Intro
Hey everyone,
I'm not incredibly familiar with the nomenclature or internal workflows on the Checkpoint Maestro Hyperscale solution, but we're investigating an illusive issue with a particular workflow. I've provided a basic diagram to explain the connections.
Example Fabric
Example Path Through Fabric (leaf switch and spine switch selection are irrelevant)
Diagram Overview
There are 2 firewalls, each connect directly to a single Maestro switch. The Maestro switch is configured with two bridge groups. Traffic should come in from a firewall, enter the Maestro switch, pass through the Checkpoint IPS which is also attached to switch, and exit the South side interfaces to the leaf switches.
The leaf switch pairs each have their own distinct port channels connected to the maestro switch. The leaf switches connect to a spine layer (I've simplified the connectivity so you don't have to look at all of the redundant connections between the leaf and spine Clos architecture).
Problem
Let's call everything on the left side, side A, and everything on the right side, side B for simplicity sake.
If a host behind firewall A, or firewall A itself, on the left side tries to communicate with firewall B, or a host behind firewall B, on the right there is significant delay / jitter.
If a host behind firewall A communicates anywhere else in the network, even another host connected on switch pair B that isn't beyond the Maestro switch, there is no issue at all.

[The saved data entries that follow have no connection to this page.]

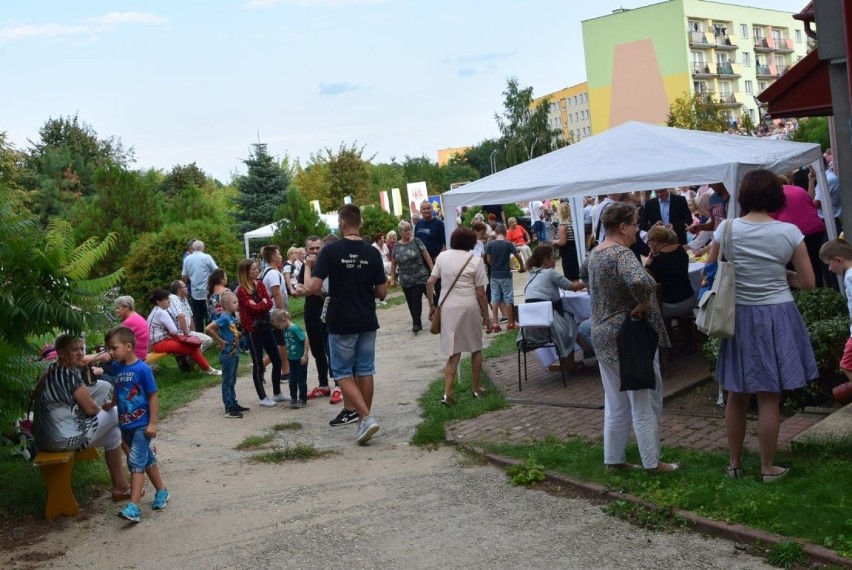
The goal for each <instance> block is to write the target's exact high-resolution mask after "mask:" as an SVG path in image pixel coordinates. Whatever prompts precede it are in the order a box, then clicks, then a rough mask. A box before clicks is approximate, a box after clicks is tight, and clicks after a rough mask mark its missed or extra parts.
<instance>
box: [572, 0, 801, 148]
mask: <svg viewBox="0 0 852 570" xmlns="http://www.w3.org/2000/svg"><path fill="white" fill-rule="evenodd" d="M582 29H583V44H584V52H585V60H586V75H587V80H588V93H589V110H590V114H591V118H592V122H591V128H592V132H594V133H599V132H601V131H604V130H606V129H608V128H610V127H612V126H615V125H619V124H621V123H623V122H625V121H631V120H636V121H644V122H647V123H656V124H663V123H665V121H666V116H667V115H668V110H669V106H670V105H671V103H672V102H673V101H674V100H675V99H677V98H678V97H682V96H683V95H684V94H685V93H686V94H692V93H712V94H714V96H715V97H716V98H717V99H718V100H719V101H720V102H721V103H722V105H724V106H725V108H726V112H727V114H728V117H729V118H730V119H731V120H732V121H737V122H739V121H741V120H742V117H743V116H744V115H746V114H747V115H748V116H749V117H750V118H751V119H752V121H754V122H755V123H757V122H758V121H759V119H760V117H761V113H760V110H759V108H758V101H757V100H756V98H755V96H756V95H757V94H758V93H760V92H761V91H763V90H764V89H766V88H767V87H768V86H769V85H771V84H772V83H773V82H774V81H775V80H776V79H778V78H779V77H781V76H782V75H783V74H784V73H785V72H786V71H787V69H789V68H790V67H791V66H792V65H794V64H795V63H797V62H798V61H799V60H801V59H802V58H803V57H804V56H805V55H806V54H807V51H808V43H807V37H806V36H805V31H804V24H803V23H802V22H799V21H797V20H794V19H793V18H792V13H790V12H781V11H777V10H768V9H763V8H752V7H747V6H735V5H731V4H722V3H719V2H710V1H706V0H669V1H667V2H660V3H658V4H652V5H649V6H643V7H641V8H635V9H630V10H628V9H619V10H616V11H614V12H613V13H611V14H607V15H605V16H601V17H599V18H593V19H591V20H585V21H584V22H583V23H582Z"/></svg>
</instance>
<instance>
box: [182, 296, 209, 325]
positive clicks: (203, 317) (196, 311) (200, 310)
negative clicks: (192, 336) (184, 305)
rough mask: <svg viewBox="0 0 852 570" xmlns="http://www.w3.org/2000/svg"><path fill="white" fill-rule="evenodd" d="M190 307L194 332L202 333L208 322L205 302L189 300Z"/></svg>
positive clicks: (195, 300) (203, 301)
mask: <svg viewBox="0 0 852 570" xmlns="http://www.w3.org/2000/svg"><path fill="white" fill-rule="evenodd" d="M190 306H191V307H192V322H193V323H194V324H195V332H202V333H203V332H204V327H205V326H207V320H208V319H207V301H205V300H203V299H202V300H201V301H199V300H198V299H192V298H190ZM187 324H189V323H187Z"/></svg>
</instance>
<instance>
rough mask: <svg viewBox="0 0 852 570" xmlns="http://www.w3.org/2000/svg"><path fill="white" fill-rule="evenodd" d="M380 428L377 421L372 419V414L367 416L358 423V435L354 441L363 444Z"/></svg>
mask: <svg viewBox="0 0 852 570" xmlns="http://www.w3.org/2000/svg"><path fill="white" fill-rule="evenodd" d="M379 429H381V428H380V427H379V423H378V422H377V421H376V420H374V419H373V416H367V417H366V418H364V419H363V420H361V423H360V424H358V437H357V438H356V440H355V441H357V442H358V443H359V444H361V445H364V444H365V443H367V442H368V441H370V439H371V438H372V437H373V436H374V435H376V433H377V432H378V431H379Z"/></svg>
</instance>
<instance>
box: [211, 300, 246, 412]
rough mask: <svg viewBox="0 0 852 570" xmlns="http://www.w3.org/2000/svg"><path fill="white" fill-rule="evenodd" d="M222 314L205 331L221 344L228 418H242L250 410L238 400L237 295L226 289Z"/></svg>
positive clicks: (239, 337) (241, 335)
mask: <svg viewBox="0 0 852 570" xmlns="http://www.w3.org/2000/svg"><path fill="white" fill-rule="evenodd" d="M219 303H220V304H221V305H222V314H220V315H219V316H218V317H216V319H215V320H214V321H213V322H212V323H210V324H209V325H207V328H205V329H204V330H205V332H206V333H207V334H208V335H210V336H211V337H212V338H213V340H215V341H216V342H217V343H218V344H219V349H220V350H221V352H220V353H219V364H220V365H221V369H222V403H223V404H225V417H226V418H241V417H243V412H247V411H249V409H248V408H244V407H243V406H241V405H240V404H239V402H237V391H236V389H235V388H234V387H235V386H236V384H237V367H239V365H240V351H239V342H240V336H242V335H241V333H240V330H239V328H238V326H237V325H238V322H239V321H238V319H237V317H236V315H235V313H236V312H237V296H236V295H235V294H234V293H232V292H230V291H225V292H223V293H222V294H221V295H220V296H219Z"/></svg>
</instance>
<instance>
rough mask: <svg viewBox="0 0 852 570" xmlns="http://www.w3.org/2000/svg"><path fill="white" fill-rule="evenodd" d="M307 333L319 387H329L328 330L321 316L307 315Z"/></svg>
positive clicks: (305, 323) (306, 324)
mask: <svg viewBox="0 0 852 570" xmlns="http://www.w3.org/2000/svg"><path fill="white" fill-rule="evenodd" d="M305 332H306V333H307V335H308V343H309V344H310V345H311V354H312V355H313V357H314V362H315V363H316V366H317V378H318V379H319V385H320V386H323V387H327V386H328V329H327V328H326V326H325V323H324V322H322V321H321V320H320V317H319V315H316V316H313V315H312V316H311V317H308V316H307V315H305Z"/></svg>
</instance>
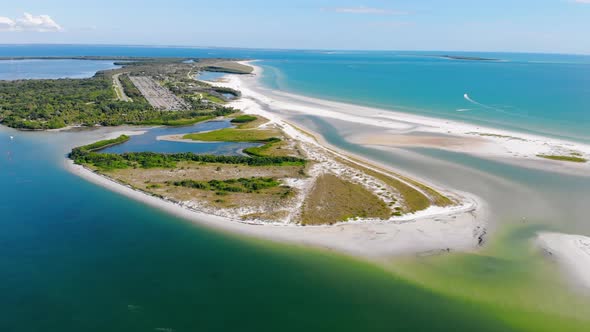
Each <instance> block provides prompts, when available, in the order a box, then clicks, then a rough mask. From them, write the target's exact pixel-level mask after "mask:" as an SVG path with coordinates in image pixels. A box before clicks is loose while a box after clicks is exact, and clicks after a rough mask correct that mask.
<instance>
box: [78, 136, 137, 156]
mask: <svg viewBox="0 0 590 332" xmlns="http://www.w3.org/2000/svg"><path fill="white" fill-rule="evenodd" d="M129 139H130V137H129V136H127V135H121V136H119V137H117V138H113V139H107V140H102V141H98V142H94V143H92V144H88V145H84V146H81V147H78V148H75V149H74V150H76V149H78V150H83V151H85V152H93V151H98V150H102V149H106V148H108V147H110V146H113V145H118V144H123V143H125V142H127V141H128V140H129Z"/></svg>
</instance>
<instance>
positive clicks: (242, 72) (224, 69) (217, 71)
mask: <svg viewBox="0 0 590 332" xmlns="http://www.w3.org/2000/svg"><path fill="white" fill-rule="evenodd" d="M203 69H204V70H206V71H216V72H223V73H230V74H250V73H251V72H252V71H253V70H254V68H252V67H250V66H246V65H242V64H239V63H237V62H233V61H221V62H217V63H214V64H212V65H209V66H207V67H205V68H203Z"/></svg>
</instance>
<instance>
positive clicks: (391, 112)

I've provided a second copy of the diagram with a red line to illustrate where things fall down. It doesn't matter if the traffic crosses switch 1 or 2 in pair A or B, or any of the 3 spine switches, the result is always the same.

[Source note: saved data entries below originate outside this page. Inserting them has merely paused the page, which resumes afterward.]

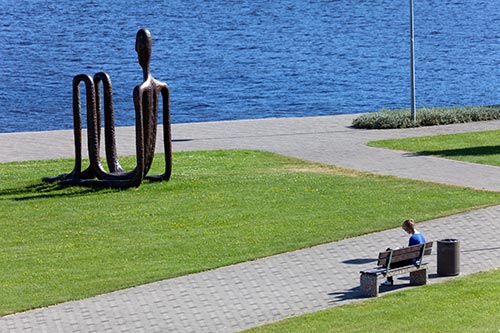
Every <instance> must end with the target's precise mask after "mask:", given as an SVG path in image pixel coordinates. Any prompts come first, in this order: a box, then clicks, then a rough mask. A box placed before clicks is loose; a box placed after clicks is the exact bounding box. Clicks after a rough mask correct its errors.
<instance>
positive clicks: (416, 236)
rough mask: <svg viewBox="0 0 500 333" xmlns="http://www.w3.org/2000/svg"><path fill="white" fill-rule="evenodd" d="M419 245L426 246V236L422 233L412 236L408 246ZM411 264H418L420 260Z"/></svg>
mask: <svg viewBox="0 0 500 333" xmlns="http://www.w3.org/2000/svg"><path fill="white" fill-rule="evenodd" d="M418 244H425V238H424V235H422V234H421V233H420V232H416V233H414V234H413V235H411V237H410V240H409V241H408V246H412V245H418ZM411 262H412V263H413V264H417V263H418V259H412V260H411Z"/></svg>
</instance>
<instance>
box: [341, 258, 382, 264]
mask: <svg viewBox="0 0 500 333" xmlns="http://www.w3.org/2000/svg"><path fill="white" fill-rule="evenodd" d="M376 261H377V259H376V258H359V259H350V260H344V261H342V263H343V264H348V265H366V264H369V263H372V262H376Z"/></svg>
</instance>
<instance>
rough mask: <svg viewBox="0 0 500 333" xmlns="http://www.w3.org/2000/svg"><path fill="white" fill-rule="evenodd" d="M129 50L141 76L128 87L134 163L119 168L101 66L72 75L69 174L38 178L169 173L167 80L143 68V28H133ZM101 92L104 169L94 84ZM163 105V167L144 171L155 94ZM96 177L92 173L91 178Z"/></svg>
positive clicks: (148, 150) (128, 182)
mask: <svg viewBox="0 0 500 333" xmlns="http://www.w3.org/2000/svg"><path fill="white" fill-rule="evenodd" d="M135 50H136V51H137V57H138V60H139V64H140V65H141V67H142V72H143V78H144V82H142V83H141V84H139V85H137V86H136V87H135V88H134V94H133V97H134V107H135V117H136V118H135V133H136V156H137V165H136V167H135V168H134V169H133V170H132V171H129V172H126V171H125V170H123V168H122V167H121V166H120V163H119V162H118V157H117V155H116V140H115V125H114V108H113V91H112V87H111V79H110V78H109V75H108V74H106V73H103V72H100V73H97V74H95V75H94V77H93V78H92V77H90V76H89V75H87V74H80V75H77V76H75V77H74V78H73V125H74V138H75V165H74V168H73V171H71V172H70V173H69V174H62V175H59V176H55V177H47V178H44V180H45V181H49V182H51V181H60V182H61V183H62V184H68V185H81V186H102V187H117V188H128V187H134V186H135V187H138V186H139V185H140V184H141V183H142V181H143V179H149V180H154V181H162V180H169V179H170V176H171V173H172V140H171V128H170V92H169V88H168V85H167V84H166V83H164V82H161V81H158V80H156V79H155V78H153V77H152V76H151V71H150V68H149V64H150V59H151V52H152V40H151V34H150V33H149V31H148V30H146V29H141V30H139V31H138V32H137V36H136V42H135ZM82 82H83V83H84V85H85V89H86V97H87V100H86V105H87V137H88V152H89V160H90V165H89V167H88V168H87V169H85V170H83V171H82V114H81V105H80V84H81V83H82ZM101 83H102V85H103V92H104V98H103V100H104V136H105V150H106V162H107V165H108V169H109V172H106V170H104V168H103V166H102V163H101V158H100V142H101V131H100V125H101V106H100V102H101V101H100V96H99V94H100V90H101V89H100V85H101ZM160 96H161V98H162V105H163V144H164V148H165V149H164V150H165V172H164V173H163V174H161V175H155V176H148V175H147V174H148V172H149V169H150V167H151V164H152V162H153V157H154V151H155V144H156V128H157V122H158V105H159V98H160ZM96 178H97V179H96Z"/></svg>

We have sub-second latency between switch pair A and B. All other inter-leaf pair communications in the fabric work as expected.
My limited understanding of the Maestro switch is that when slave interfaces are assigned to a bridge, layer 2 traffic passively traverses the bridge from North to South, and can't communicate with another bridge. I don't understand how we exit the bridge to get to the IPS, but it appears either bridge can fork traffic to the attached IPS.

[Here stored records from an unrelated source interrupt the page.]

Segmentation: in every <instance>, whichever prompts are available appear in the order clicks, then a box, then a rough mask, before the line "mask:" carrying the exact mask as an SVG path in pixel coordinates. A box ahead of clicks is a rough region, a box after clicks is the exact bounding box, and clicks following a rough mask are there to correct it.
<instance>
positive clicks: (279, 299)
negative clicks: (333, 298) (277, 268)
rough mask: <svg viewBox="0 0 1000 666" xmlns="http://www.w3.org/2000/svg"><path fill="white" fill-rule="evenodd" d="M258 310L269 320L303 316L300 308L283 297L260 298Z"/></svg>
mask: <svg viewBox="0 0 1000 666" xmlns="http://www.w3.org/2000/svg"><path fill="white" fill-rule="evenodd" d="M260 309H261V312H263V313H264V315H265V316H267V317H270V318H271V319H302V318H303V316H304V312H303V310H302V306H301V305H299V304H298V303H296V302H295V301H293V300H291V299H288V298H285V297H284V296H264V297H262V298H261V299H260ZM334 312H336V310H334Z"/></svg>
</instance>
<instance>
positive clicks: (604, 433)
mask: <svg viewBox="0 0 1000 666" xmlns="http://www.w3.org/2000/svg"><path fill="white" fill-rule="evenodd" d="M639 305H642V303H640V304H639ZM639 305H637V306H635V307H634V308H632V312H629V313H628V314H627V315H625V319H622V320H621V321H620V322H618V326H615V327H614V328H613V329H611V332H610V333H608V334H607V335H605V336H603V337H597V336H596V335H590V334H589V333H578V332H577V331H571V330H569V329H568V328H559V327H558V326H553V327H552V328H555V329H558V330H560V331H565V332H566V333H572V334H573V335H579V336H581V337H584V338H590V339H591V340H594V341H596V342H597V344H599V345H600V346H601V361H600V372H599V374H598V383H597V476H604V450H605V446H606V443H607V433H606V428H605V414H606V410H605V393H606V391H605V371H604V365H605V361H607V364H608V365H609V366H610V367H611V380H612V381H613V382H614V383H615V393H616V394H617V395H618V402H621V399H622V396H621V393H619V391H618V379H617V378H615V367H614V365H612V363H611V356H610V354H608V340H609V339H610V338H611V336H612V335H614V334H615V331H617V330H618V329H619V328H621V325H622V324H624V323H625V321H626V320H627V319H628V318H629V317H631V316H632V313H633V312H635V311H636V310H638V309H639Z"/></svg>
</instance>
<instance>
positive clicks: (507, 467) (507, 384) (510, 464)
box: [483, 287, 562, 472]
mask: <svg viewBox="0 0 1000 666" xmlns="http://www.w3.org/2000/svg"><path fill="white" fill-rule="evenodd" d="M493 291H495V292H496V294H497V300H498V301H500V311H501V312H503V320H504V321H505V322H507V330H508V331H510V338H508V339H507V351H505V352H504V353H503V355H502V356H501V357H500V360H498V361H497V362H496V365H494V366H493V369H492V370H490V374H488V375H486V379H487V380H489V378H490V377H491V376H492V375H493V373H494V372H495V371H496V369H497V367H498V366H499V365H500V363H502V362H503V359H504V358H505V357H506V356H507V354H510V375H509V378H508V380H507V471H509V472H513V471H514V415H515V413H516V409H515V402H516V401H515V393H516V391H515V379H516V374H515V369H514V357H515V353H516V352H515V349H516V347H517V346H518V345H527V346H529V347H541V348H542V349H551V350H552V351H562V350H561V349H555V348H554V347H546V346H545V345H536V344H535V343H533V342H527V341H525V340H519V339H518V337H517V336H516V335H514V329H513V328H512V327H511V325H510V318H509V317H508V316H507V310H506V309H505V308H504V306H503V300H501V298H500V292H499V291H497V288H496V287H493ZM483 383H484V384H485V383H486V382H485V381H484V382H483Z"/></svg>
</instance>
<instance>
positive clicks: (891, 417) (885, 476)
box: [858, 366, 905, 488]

When we do a packet capture from a SPAN on our leaf switches we're seeing tons of TCP retransmits and out of order packets. For example Host A tries to start TCP 3 way handshake and sends a SYN across the wire. Host B doesn't receive the SYN for more time than is expected creating many retransmits, and finally it will receive it and replies back with SYN ACK. Host A now doesn't receive the SYNACK back so Host B starts retransmitting until finally an ACK is seen. Even after the underlying protocol is negotiated, the issue persists through the entire connection.
What We've Tried
TCP/UDP connection from host behind Firewall A or B to remote firewall in another data center. Result: Works great
TCP/UDP connection from host behind Firewall A or B across WAN. Result: Works great
TCP/UDP connection initiated from maestro facing interface on either Firewall A or B terminating directly on maestro facing interface on the opposing firewall. Result: Bad
TCP/UDP connection from host behind Firewall A or B to maestro facing interface on opposing firewall. Result: Bad
TCP/UDP connection from host behind Firewall A or B to another host behind the opposing firewall. Result: Bad
TCP/UDP connection from host behind Firewall A or B to maestro facing interface on locally connected firewall. Result: Works great
Disabling IPS policy enforcement temporarily for troubleshooting (Although traffic may still pass through the IPS despite the policies being turned off?) Result: Issue still occurs
Disabling firewall inspection policies related to TCP/IP based connections (including on both firewalls at the same time) Result: Issue still occurs
TCP/UDP connection originating from Switch Pair A or B to the opposing Switch Pair across the fabric. Result: Works great
TCP/UDP connection originating from Switch Pair A or B to the opposing firewall across the fabric. Result: Works great
Questions
I read somewhere on a Checkpoint forum post that traffic passing through the same Maestro twice could present issues? Is anyone aware of any limitations or bugs in a setup like this? The Maestro switch connections are meant to be passive, and as such we only see the firewall's MAC addresses advertised across, but our LACP peering is with the Checkpoint MACs. Each distinct switch pair sees a unique MAC for it's LACP peer. Any ideas?